風水でいう基本は、水があることが大切であると言えます。水はすべての生き物を生かし、成長させ、増幅、繁殖させてくれます。水があって、次に風を蓄える。風は、空気、自然界の息吹と言えます。山が呼吸し、人がその息吹に感応する天人和合となる瞬間、内気はたまり、蔵風得水の場はつくられます。

③地勢の基本

地勢原脉、山勢原骨、委蛇東西、或為南北千尺為勢、百尺為形 勢来形止、是謂全氣、全氣之地、當葬其止、

地勢の原脈、あるいは山勢のもとの骨組みは、東西、南北に蛇行する。千尺(しゃく)の範囲を勢といい、百尺(しゃく)の範囲を形という。遠く地勢の来現を見きわめ、近くの地形の変化を察する。これを気を全うするという。気を全うする地のその気の止まるところに埋葬すべきである。

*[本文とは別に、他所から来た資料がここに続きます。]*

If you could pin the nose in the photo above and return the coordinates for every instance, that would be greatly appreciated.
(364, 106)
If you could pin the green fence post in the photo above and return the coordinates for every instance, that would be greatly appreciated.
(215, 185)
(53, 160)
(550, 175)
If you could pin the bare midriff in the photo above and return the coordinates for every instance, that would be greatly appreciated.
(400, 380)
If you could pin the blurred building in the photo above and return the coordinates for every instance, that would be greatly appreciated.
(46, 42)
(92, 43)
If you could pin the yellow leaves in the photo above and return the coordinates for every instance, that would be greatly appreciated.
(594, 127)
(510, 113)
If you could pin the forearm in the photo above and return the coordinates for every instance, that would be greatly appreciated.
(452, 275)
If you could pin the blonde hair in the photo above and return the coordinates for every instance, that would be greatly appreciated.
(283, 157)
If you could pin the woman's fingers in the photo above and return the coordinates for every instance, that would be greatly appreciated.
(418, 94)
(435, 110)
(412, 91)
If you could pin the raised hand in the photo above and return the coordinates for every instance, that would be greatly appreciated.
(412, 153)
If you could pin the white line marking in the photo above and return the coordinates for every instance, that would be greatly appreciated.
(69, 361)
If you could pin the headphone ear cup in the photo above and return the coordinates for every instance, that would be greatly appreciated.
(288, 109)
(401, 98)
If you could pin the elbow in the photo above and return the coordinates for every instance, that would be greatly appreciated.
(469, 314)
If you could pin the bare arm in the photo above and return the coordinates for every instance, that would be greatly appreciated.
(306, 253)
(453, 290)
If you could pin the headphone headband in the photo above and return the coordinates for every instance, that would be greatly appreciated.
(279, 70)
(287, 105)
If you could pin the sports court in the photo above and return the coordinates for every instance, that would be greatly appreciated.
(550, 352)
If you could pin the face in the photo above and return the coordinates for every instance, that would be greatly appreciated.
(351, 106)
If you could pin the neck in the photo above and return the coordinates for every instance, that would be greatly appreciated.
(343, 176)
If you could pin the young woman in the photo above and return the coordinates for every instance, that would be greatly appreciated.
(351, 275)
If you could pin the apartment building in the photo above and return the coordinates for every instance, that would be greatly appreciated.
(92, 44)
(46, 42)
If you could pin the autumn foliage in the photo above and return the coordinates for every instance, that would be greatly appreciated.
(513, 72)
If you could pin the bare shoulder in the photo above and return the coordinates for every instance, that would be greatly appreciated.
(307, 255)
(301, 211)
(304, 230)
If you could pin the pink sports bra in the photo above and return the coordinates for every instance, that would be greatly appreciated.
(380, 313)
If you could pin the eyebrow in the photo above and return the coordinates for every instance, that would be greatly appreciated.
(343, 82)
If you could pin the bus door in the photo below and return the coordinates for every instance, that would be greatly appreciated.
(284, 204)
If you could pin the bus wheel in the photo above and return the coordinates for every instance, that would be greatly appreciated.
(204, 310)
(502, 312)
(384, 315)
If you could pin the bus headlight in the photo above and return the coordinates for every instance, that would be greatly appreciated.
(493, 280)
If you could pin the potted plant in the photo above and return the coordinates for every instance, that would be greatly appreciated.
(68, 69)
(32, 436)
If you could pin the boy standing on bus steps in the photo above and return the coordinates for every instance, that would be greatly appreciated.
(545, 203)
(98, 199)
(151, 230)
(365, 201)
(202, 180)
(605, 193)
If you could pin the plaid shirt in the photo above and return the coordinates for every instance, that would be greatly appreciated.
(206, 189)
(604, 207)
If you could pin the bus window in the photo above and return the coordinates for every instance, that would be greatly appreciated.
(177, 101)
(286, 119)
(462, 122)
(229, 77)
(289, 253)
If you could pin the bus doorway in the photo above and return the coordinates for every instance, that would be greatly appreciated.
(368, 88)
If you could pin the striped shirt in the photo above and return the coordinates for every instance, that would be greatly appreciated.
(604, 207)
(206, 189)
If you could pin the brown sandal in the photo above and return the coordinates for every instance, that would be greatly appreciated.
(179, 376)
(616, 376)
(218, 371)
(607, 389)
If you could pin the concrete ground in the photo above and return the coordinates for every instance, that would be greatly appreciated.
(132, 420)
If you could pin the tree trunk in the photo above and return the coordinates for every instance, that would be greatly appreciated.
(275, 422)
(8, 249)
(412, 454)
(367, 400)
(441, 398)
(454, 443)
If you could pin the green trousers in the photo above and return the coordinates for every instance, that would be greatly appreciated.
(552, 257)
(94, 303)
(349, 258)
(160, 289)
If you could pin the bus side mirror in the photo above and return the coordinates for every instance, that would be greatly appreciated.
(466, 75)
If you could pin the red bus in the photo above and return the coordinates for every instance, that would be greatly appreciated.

勢は千尺(約220m~300m) 形は百尺(22m~30m)山が向いている状態を見極めます。龍の頭が自分の方に向いているとき、その山のすそ野。地勢がこちらに向かってきて、山がなだらかに平地と交わる場所が気脈が収まる場所を全気(全氣之地)といいます。

④四神獣

龙虎抱卫,主客相迎。 几真龙落处,左回右抱,前朝后拥,所以成其形局也。未有吉穴而无吉。案:若龙虎抱卫而主客不相应,则为花假无疑。  四势朝明,五害不亲。

龍が虎を抱いてお互いを迎え、あいさつをし、左まわりに抱いて前後を守る形はよい形
龍と虎が合わず挨拶もしない形はよくない形であり、四つの勢(せい)
は五害を受けてしまうと言います。
陰宅、陽宅において、左を青龍、右を白虎として、後を玄武、前を朱雀とするとよい。